It does mean modeling emotional intelligence and self-awareness, and it does mean creating safety in the storm through your study presence. Yeah. Okay. Let me give you some real world examples across different ages. Let’s say your toddler’s having a public meltdown. Your calm regulated response teaches them that big feelings are safe and mom doesn’t fall apart when I fall apart, which helps them feel safe and secure.
Let’s say your tween is refusing to do chores. Your regulated boundary setting shows them that you can be firm and calm at the same time, and the boundaries don’t require anger or threats or punishments. Let’s say you have a teenager that’s coming home past curfew. Your centered, regulated conversation demonstrates we can work through tough problems without chaos, and mistakes don’t equal relationship damage.
You know, I’ve had to face some real hard truths about my own regulation journey. My childhood drama was showing up as dysregulation in my parenting over and over and over again. When Malcolm was little and I realized that I couldn’t give Malcolm the calm, I didn’t have myself, I realized I had to do the work on myself first, which is why it’s called the peaceful parent, not the peaceful kid.

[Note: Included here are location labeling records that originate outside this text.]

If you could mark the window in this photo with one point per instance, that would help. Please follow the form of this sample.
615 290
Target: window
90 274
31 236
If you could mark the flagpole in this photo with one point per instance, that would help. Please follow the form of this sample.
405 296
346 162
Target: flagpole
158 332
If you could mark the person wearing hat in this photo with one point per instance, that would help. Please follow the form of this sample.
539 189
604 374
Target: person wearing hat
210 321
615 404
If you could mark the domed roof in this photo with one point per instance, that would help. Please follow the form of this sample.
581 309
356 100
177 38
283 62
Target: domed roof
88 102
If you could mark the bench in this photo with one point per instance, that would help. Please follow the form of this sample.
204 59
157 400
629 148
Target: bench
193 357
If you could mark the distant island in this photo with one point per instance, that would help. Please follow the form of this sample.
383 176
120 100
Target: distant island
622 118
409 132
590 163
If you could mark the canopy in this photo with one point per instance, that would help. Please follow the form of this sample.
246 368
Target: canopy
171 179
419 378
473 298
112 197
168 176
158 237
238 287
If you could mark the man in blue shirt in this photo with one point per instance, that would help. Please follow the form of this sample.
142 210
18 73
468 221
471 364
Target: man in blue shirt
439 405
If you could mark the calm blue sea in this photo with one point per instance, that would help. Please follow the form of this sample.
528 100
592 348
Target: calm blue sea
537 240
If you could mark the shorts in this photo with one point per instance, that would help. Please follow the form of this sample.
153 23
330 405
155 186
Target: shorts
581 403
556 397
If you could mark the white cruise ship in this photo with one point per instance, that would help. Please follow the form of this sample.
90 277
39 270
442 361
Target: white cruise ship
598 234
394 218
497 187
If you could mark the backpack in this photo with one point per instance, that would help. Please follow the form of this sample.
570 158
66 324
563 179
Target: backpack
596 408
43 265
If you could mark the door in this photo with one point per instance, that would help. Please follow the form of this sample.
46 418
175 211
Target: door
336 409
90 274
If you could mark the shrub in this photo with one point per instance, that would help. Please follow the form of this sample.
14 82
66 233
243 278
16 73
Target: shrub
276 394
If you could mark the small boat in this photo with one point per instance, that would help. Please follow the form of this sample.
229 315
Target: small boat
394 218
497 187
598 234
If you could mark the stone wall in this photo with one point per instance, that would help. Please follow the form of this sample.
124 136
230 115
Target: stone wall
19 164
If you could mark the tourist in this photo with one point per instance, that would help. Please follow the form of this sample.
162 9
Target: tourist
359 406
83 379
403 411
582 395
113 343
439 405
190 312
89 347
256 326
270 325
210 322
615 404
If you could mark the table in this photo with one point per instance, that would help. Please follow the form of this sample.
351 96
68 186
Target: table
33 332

Learning to regulate my own nervous system, healing my own wounds, and developing my own emotional intelligence became the cornerstone of connection and cooperation. Healing yourself and learning regulation is parenting your child? It is. Can you relate to that? Does that sound familiar? Here’s my other question.
What fills your emotional tank and helps you stay regulated versus what drains it and dysregulate you? Regulation is like a muscle. The more you practice it, the stronger it gets. But just like physical fitness, you have to be intentional about building it. And the oxygen mask principle applies here. You have to regulate yourself first before you can help anyone else.
Micro moments of regulation throughout the day can really help you build your calm muscle and to help you. I wanna share the most powerful regulation tool I teach, and so it saved me many times in the moment with Malcolm. And it’s what Diana used when her daughter came home late. Pause and respond rather than react.
When you pause even for just a few seconds, you give your brain time to shift from your emotional center to your prefrontal cortex where your executive function is located. This allows you to think a few steps ahead. This allows you to enforce boundaries with empathy. This is where you can discipline to teach rather than punish to harm.
I wanna leave you with three practical regulation tools that you can start using today. Number one is the pause practice. When you feel the volcano building, say to yourself, this is hard, but I am safe. You can even put your hand on your heart again. Say it with me. This is hard, but I am safe. This simple phrase helps regulate your nervous system instantly.
Instantly, and can be done anywhere at any time. Tool number two, body check. Ask yourself, what am I feeling and where? How can I help my body feel calm? Maybe it’s dropping your shoulders, maybe it’s taking a big, deep breath in and out, or unclenching your jaw. Number three. Is what I call the regulated reframe.
Remind yourself, his, her, or their behavior is a communication from a dysregulated nervous system, not defiance. This shifts you from taking it personally to getting curious. Now, let’s be real. You’re gonna lose your regulation. Sometimes you’re gonna blow it and get dysregulated. We all do. But here’s the beautiful thing.
Even when you mess up. There’s still a win available. The power is in the repair and returning to regulation, you get to model accountability and self-regulation for your kids. You get to show them what it looks like to take responsibility for your emotions. I’m so sorry, buddy that I yelled, I got dysregulated and that wasn’t fair to you.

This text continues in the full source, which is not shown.